Reputation: 505
#include <stdio.h>
#include <stdlib.h>
#include <pthread.h>
#define ARR_SIZE 10
#define NUM_DEVICE 1
typedef struct {
int *arr;
int *dev_arr;
int *dev_result;
int *result;
int num;
} cuda_st;
__global__ void kernel_fc(int *dev_arr, int *dev_result)
{
int idx = threadIdx.x;
printf("dev_arr[%d] = %d\n", idx, dev_arr[idx]);
atomicAdd(dev_result, dev_arr[idx]);
}
void *thread_func(void* struc)
{
cuda_st * data = (cuda_st*)struc;
printf("thread %d func start\n", data->num);
printf("arr %d = ", data->num);
for(int i=0; i<10; i++) {
printf("%d ", data->arr[i]);
}
printf("\n");
cudaSetDevice(data->num);
cudaMemcpy(data->dev_arr, data->arr, sizeof(int)*ARR_SIZE, cudaMemcpyHostToDevice);
kernel_fc<<<1,ARR_SIZE>>>(data->dev_arr, data->dev_result);
cudaMemcpy(data->result, data->dev_result, sizeof(int), cudaMemcpyDeviceToHost);
printf("thread %d func exit\n", data->num);
return NULL;
}
int main(void)
{
// Make object
cuda_st cuda[NUM_DEVICE];
// Make thread
pthread_t pthread[NUM_DEVICE];
// Host array memory allocation
int *arr[NUM_DEVICE];
for(int i=0; i<NUM_DEVICE; i++) {
arr[i] = (int*)malloc(sizeof(int)*ARR_SIZE);
}
// Fill this host array up with specified data
for(int i=0; i<NUM_DEVICE; i++) {
for(int j=0; j<ARR_SIZE; j++) {
arr[i][j] = i*ARR_SIZE+j;
}
}
// To confirm host array data
for(int i=0; i<NUM_DEVICE; i++) {
printf("arr[%d] = ", i);
for(int j=0; j<ARR_SIZE; j++) {
printf("%d ", arr[i][j]);
}
printf("\n");
}
// Result memory allocation
int *result[NUM_DEVICE];
for(int i=0; i<NUM_DEVICE; i++) {
result[i] = (int*)malloc(sizeof(int));
memset(result[i], 0, sizeof(int));
}
// Device array memory allocation
int *dev_arr[NUM_DEVICE];
for(int i=0; i<NUM_DEVICE; i++) {
cudaMalloc(&dev_arr[i], sizeof(int)*ARR_SIZE);
}
// Device result memory allocation
int *dev_result[NUM_DEVICE];
for(int i=0; i<NUM_DEVICE; i++) {
cudaMalloc(&dev_result[i], sizeof(int));
cudaMemset(dev_result[i], 0, sizeof(int));
}
// Connect these pointers with object
for(int i=0; i<NUM_DEVICE; i++) {
cuda[i].arr = arr[i];
cuda[i].dev_arr = dev_arr[i];
cuda[i].result = result[i];
cuda[i].dev_result = dev_result[i];
cuda[i].num = i;
}
// Create and excute pthread
for(int i=0; i<NUM_DEVICE; i++) {
pthread_create(&pthread[i], NULL, thread_func, (void*)&cuda[i]);
}
// Join pthread
for(int i=0; i<NUM_DEVICE; i++) {
pthread_join(pthread[i], NULL);
}
for(int i=0; i<NUM_DEVICE; i++) {
printf("result[%d] = %d\n", i, (*cuda[i].result));
}
return 0;
}
I make my simple-test-program like this to test pthread with multi device cuda code.

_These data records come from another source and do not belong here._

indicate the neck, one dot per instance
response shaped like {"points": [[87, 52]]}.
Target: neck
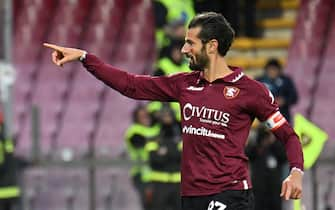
{"points": [[218, 68]]}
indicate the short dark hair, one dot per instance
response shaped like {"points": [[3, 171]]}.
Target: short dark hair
{"points": [[214, 26]]}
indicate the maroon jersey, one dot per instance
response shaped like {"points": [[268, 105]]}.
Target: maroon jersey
{"points": [[216, 119]]}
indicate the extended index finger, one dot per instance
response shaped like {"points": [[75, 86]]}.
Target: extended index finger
{"points": [[52, 46]]}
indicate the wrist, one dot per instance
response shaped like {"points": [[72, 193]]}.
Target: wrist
{"points": [[83, 56], [297, 170]]}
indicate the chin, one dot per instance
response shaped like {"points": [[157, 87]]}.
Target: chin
{"points": [[195, 67]]}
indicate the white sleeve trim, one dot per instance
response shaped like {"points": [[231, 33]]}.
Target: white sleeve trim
{"points": [[297, 169]]}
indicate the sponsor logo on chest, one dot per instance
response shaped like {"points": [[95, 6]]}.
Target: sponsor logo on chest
{"points": [[230, 92], [205, 114]]}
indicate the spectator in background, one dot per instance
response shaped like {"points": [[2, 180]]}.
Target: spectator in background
{"points": [[164, 159], [171, 18], [267, 158], [281, 86], [137, 136], [9, 189], [238, 13]]}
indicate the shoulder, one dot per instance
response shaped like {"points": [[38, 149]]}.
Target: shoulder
{"points": [[254, 85]]}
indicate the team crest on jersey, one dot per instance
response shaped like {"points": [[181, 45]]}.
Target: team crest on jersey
{"points": [[231, 92]]}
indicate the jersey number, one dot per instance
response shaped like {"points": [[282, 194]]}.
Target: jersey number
{"points": [[219, 205]]}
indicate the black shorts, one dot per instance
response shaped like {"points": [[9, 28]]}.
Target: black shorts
{"points": [[227, 200]]}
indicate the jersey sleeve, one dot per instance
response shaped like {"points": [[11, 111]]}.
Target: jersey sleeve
{"points": [[143, 87], [264, 107]]}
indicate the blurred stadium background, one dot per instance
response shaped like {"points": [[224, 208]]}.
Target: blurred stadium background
{"points": [[71, 127]]}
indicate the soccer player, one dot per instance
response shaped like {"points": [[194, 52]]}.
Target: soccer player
{"points": [[218, 105]]}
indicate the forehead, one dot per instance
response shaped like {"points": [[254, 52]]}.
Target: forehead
{"points": [[192, 34]]}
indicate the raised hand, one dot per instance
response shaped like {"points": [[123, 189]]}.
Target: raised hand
{"points": [[62, 55], [292, 186]]}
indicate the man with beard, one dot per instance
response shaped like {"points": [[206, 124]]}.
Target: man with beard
{"points": [[218, 105]]}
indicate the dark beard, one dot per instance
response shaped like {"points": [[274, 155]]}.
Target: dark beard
{"points": [[202, 61]]}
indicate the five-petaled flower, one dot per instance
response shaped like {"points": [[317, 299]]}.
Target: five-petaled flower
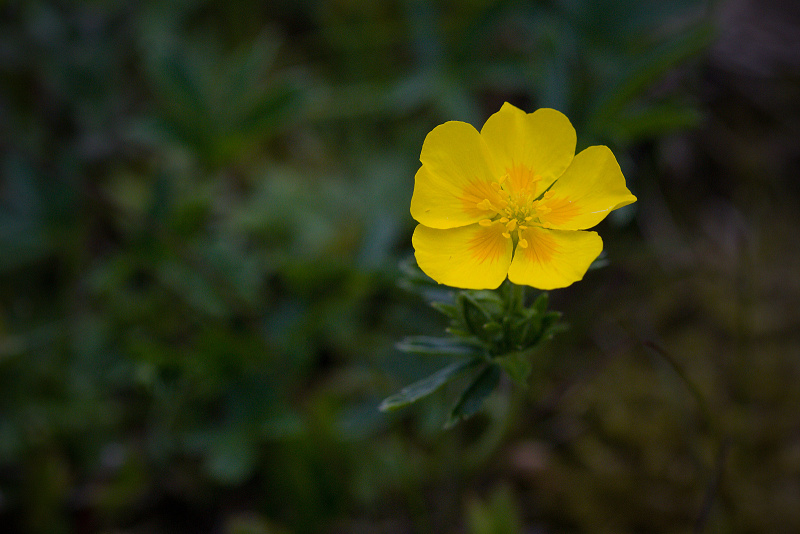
{"points": [[512, 200]]}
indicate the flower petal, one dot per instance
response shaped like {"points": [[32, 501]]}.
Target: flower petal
{"points": [[471, 257], [525, 145], [554, 258], [456, 174], [589, 189]]}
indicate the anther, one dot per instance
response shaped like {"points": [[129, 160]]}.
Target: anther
{"points": [[486, 205]]}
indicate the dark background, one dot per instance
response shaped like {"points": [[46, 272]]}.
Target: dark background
{"points": [[203, 207]]}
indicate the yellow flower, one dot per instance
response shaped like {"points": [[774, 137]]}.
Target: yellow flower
{"points": [[512, 200]]}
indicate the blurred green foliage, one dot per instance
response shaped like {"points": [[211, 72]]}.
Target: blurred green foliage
{"points": [[202, 211]]}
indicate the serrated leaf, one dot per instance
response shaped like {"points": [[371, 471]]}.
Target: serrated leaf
{"points": [[472, 398], [426, 386]]}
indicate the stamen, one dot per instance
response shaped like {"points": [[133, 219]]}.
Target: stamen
{"points": [[486, 205]]}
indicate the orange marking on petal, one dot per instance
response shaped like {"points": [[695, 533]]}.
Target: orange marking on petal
{"points": [[479, 197], [541, 248], [486, 246]]}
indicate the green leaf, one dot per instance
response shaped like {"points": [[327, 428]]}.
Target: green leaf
{"points": [[472, 398], [436, 346], [518, 366], [426, 386]]}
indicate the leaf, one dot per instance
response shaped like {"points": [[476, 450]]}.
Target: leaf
{"points": [[518, 366], [472, 398], [436, 346], [426, 386]]}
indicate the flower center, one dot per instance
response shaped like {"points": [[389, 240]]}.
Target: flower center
{"points": [[517, 210]]}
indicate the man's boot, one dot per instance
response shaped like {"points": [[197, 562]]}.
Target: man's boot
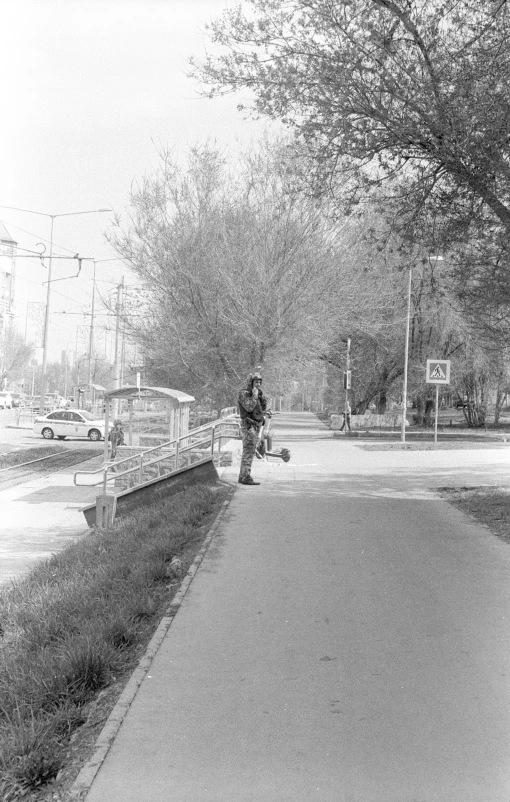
{"points": [[248, 481]]}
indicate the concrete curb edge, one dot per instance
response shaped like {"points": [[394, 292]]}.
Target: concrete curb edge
{"points": [[87, 774]]}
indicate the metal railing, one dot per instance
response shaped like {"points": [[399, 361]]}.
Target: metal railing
{"points": [[163, 459]]}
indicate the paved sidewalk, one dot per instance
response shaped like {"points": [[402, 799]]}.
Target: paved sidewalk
{"points": [[345, 639]]}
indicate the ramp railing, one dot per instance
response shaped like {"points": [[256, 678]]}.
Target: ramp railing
{"points": [[162, 460]]}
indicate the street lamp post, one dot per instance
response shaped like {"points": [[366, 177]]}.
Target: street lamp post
{"points": [[406, 356], [91, 339], [48, 291]]}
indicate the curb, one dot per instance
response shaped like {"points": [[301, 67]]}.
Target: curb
{"points": [[87, 774]]}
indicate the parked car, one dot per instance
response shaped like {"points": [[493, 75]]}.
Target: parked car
{"points": [[18, 399], [5, 400], [70, 423], [35, 403]]}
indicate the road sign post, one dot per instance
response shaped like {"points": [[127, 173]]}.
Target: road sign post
{"points": [[438, 372]]}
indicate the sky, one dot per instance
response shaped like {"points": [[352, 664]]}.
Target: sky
{"points": [[92, 89]]}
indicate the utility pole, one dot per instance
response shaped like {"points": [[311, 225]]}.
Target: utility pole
{"points": [[91, 338], [116, 365], [347, 381]]}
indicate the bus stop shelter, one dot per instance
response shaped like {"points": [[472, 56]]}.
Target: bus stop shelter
{"points": [[177, 404]]}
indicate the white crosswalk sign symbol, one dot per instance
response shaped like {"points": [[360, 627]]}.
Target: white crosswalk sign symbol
{"points": [[438, 371]]}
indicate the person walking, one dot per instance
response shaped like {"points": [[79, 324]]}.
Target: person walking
{"points": [[116, 437], [347, 417], [252, 404]]}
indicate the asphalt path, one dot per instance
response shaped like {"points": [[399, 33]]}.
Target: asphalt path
{"points": [[345, 639]]}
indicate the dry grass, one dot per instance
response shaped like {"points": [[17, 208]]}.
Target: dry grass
{"points": [[488, 505], [77, 626]]}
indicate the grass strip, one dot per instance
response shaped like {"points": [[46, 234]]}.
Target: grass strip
{"points": [[488, 505], [78, 623]]}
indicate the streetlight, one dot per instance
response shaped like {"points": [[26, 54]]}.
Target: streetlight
{"points": [[48, 291], [406, 356]]}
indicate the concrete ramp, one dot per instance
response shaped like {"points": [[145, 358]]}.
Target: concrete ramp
{"points": [[202, 472]]}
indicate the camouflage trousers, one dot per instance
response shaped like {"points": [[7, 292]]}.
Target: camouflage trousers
{"points": [[250, 439]]}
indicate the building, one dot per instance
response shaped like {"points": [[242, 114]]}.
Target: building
{"points": [[7, 274]]}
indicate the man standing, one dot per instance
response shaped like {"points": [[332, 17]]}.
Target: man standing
{"points": [[347, 417], [252, 404]]}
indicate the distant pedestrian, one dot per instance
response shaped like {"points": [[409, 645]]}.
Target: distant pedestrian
{"points": [[252, 405], [347, 417], [116, 436]]}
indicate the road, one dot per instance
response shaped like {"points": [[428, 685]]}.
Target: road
{"points": [[40, 516], [346, 639]]}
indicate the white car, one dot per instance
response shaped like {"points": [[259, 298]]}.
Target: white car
{"points": [[70, 423], [5, 400]]}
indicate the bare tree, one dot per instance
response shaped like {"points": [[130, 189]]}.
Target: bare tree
{"points": [[235, 265]]}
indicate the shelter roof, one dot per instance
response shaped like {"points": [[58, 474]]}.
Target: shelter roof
{"points": [[93, 387], [150, 392], [5, 236]]}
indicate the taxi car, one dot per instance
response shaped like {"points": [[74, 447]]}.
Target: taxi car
{"points": [[64, 423]]}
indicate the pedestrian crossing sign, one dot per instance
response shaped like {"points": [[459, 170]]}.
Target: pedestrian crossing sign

When the NUM_DEVICE set as 1, it works well but when set as 2 program stopped.
I guess beacause multiple threads access cudaSetDevice but I don't know how to handle this.
I tried to make my program with single host thread and multi device(with Async function) before, but in my case(not above simple code), there are many host code between kernel functions so it doesn't work well asynchronously.
So I test to use multi thread on host before apply this manner to my real code but I have trouble like this.
Do I have to use asynchonous function in cuda functions and kernels?
Give me some advise.
Upvotes: 1
Views: 2876
Reputation: 6420
The problem is that you allocate memory on one device. You need to call cudaSetDevice
before cudaMalloc
calls:
// Device array memory allocation
int *dev_arr[NUM_DEVICE];
for(int i=0; i<NUM_DEVICE; i++) {
cudaSetDevice(i);
cudaMalloc(&dev_arr[i], sizeof(int)*ARR_SIZE);
}
// Device result memory allocation
int *dev_result[NUM_DEVICE];
for(int i=0; i<NUM_DEVICE; i++) {
cudaSetDevice(i);
cudaMalloc(&dev_result[i], sizeof(int));
cudaMemset(dev_result[i], 0, sizeof(int));
}
Upvotes: 3